Al ingresar en el Olímpica de la Calle 100 (Barrio La Castellana) para hacer mercado, me percaté, muy a pesar mío, de que estaba siendo seguido muy de cerca por el personal de seguridad. Juro que andaba pisándome los talones, vigilando todos mis movimientos de tal manera que casi llegué a percibir su aliento sobre mi nuca. Algo similar viví en Cali cuando realicé unos talleres culturales en la Universidad del Valle en conmemoración del Mes de Historia Negra. La Embajada de los EEUU en Bogotá me había alojado en uno de los hoteles más prestantes de la "Sucursal del Cielo," pero cada vez que me disponía a entrar por las puertas del hotel, un vigilante siempre intentaba cerrarme el paso y preguntarme si estaba alojado allí y en qué me podía servir. Carcomido por las sospechas, al día siguiente me dispuse a observar el trato que recibían los otros huéspedes, a quienes se les permitía seguir de largo sin ser interrogados mientras que los que teníamos la tez más oscura o "mohína" como los afrodescendientes si fuimos incesantemente interpelados sobre las actividades que pensábamos llevar a cabo. 

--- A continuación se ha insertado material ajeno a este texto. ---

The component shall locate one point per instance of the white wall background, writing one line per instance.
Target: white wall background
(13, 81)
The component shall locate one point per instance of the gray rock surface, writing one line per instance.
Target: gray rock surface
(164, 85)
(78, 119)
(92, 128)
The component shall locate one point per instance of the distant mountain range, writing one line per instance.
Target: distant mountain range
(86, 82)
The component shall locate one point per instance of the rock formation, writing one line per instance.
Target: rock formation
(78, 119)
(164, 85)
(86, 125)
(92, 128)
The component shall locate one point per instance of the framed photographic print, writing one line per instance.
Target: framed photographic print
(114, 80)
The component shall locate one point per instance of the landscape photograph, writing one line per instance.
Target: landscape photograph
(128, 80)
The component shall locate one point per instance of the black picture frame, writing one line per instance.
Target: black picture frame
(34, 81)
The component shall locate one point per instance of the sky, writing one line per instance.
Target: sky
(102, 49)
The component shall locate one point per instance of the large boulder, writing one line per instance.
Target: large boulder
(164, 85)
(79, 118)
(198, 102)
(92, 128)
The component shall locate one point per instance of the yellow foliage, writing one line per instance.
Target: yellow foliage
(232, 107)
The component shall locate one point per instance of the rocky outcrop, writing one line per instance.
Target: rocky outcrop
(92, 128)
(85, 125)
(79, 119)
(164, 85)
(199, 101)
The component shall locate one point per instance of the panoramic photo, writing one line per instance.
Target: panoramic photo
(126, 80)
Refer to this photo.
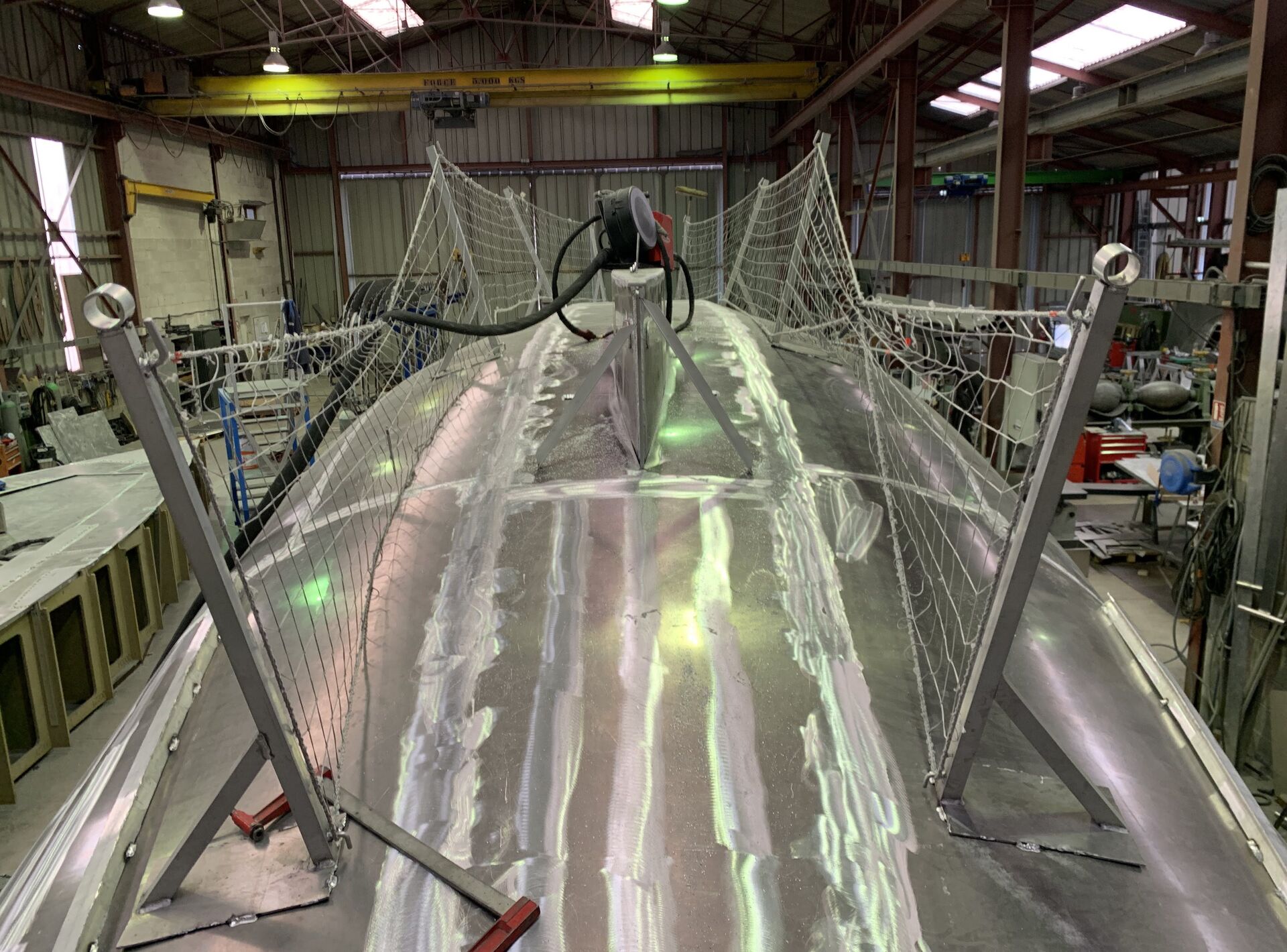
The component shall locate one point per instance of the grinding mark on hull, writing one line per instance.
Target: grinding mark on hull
(555, 731)
(438, 778)
(853, 524)
(657, 456)
(737, 782)
(861, 839)
(637, 870)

Una coyuntura de iguales dimensiones la viví en Cartagena de Indias el Fin de Año pasado cuando fui a buscar a unos amigos que pernoctaban en el hostal Media Luna. Cuando por fin di con su paradero y logré reunirme con ellos, el recepcionista/conserje se me acercó por detrás y me solicitó "comedidamente" la salida del hostal bajo el pretexto de que no había encontrado a los que buscaba. Cuando le repliqué que efectivamente sí los había encontrado, me lanzó una mirada displicente y se retiró para juntar la basura de las canecas. Cuando miré a mi alrededor, me di cuenta de que era la cara más negra de un recinto repleto de extranjeros y ese señor me quería botar a la calle porque me veía cara de ladrón.

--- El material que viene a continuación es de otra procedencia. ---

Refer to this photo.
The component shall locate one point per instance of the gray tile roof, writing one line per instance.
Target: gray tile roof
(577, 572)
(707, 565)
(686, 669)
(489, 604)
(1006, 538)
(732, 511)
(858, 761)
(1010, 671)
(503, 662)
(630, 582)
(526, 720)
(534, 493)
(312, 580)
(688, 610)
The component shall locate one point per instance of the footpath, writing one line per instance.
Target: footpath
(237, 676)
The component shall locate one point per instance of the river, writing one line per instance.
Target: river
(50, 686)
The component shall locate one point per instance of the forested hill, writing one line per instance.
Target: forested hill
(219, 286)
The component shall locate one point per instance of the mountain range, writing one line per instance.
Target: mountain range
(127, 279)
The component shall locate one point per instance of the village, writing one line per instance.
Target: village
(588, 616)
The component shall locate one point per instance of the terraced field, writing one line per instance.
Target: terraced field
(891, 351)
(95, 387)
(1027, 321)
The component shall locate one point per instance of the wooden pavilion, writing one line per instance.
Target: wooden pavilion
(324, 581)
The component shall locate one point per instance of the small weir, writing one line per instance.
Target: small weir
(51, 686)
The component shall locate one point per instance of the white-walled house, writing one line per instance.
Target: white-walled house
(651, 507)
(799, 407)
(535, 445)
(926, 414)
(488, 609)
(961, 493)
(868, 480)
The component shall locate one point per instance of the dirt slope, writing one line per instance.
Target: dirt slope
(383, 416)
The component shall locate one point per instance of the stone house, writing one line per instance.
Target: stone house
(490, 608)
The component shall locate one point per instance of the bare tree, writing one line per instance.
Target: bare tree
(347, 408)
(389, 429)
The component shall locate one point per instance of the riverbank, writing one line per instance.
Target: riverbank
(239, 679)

Antes de compartir con ustedes más anécdotas personales de mis vivencias acá en Colombia, quisiera destacar que Colombia es un país que admiro muchísimo. Mi estadía aquí ha sido altamente gratificante y la gran mayoría de las expectativas que albergaba al arribar al país sí se han cumplido ampliamente. Sin embargo, coincido con los activistas de los derechos de las minorías étnicas del país en que hasta 10 millones de personas están expuestas cotidianamente a afrontar discriminaciones en centros comerciales, discotecas y lugares de trabajo y instituciones de educación superior sólo por la pigmentación de su piel.

Recuerdo un incidente que sucedió el mes pasado cuando me inscribí en una clase de Salsa de la Universidad de los Andes. Al presentarme el primer día, todos pensaban que yo era el profesor de baile y me empezaron a expresar sus dudas e inquietudes. ¡Oiga, profe! ¿Cuántas faltas se nos permiten? ¿Cómo vamos a ser calificados? ¿A qué se debe la discrepancia de género? Es interesante que ellos hayan asumido automáticamente que era el profesor de baile.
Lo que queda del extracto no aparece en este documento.